An Introduction to Lorenzen's 'Algebraic and Logistic Investigations on Free Lattices' (1951)

Artikel i vetenskaplig tidskrift, 2025

Lorenzen's article has immediately been recognised as a landmark in the history of infinitary proof theory. We propose a translation and this introduction in order to publicise its approach and method of proof, without any ordinal assignment.
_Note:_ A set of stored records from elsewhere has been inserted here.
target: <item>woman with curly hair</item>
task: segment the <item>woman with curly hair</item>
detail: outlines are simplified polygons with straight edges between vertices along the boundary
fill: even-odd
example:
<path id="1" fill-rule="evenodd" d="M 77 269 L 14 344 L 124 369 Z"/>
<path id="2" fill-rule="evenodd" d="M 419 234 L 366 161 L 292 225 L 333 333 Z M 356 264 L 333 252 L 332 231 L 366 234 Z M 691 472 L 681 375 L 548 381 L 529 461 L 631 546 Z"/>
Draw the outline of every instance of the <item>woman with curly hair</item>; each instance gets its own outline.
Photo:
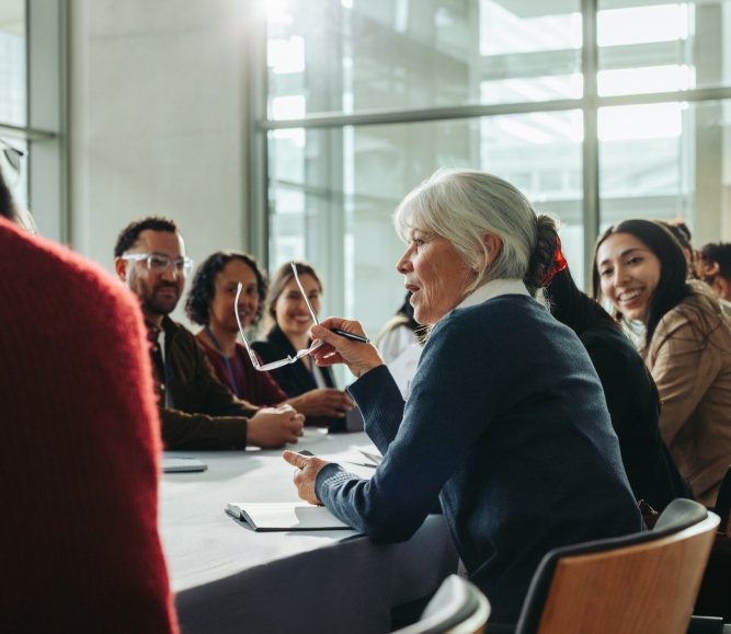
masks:
<path id="1" fill-rule="evenodd" d="M 235 308 L 239 283 L 242 290 Z M 288 397 L 270 372 L 254 369 L 245 347 L 237 342 L 236 311 L 244 328 L 255 326 L 262 316 L 266 291 L 266 275 L 253 257 L 237 251 L 219 251 L 198 267 L 185 310 L 191 321 L 204 326 L 196 338 L 221 383 L 254 405 L 292 405 L 308 417 L 309 424 L 318 425 L 323 416 L 333 415 L 328 407 L 330 390 Z"/>
<path id="2" fill-rule="evenodd" d="M 696 499 L 713 506 L 731 463 L 731 323 L 708 286 L 686 276 L 681 245 L 660 222 L 625 220 L 596 243 L 594 299 L 643 326 L 660 431 Z"/>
It is best known for providing a constructive proof of consistency for ramified type theory without axiom of reducibility by showing that it is a part of a trivially consistent 'inductive calculus' that describes our knowledge of arithmetic without detour; the proof resorts only to the inductive definition of formulas and theorems. It proposes a definition of semilattices, of distributive lattices, of pseudocomplemented semilattices, and of countably complete boolean algebras as deductive calculi, and constructs conservatively the respective free objects over a given preordered set. It illustrates that lattice theory is a bridge between algebra and logic: the construction of an element corresponds to a step in a proof. The fruitfulness of its use of the omega-rule is immediately recognised by Schutte. It triggers the analysis by Ackermann (1951) of the infinitary inductive definition of the accessibility predicate with the goal of proving transfinite induction up to ordinal terms beyond & varepsilon;(0).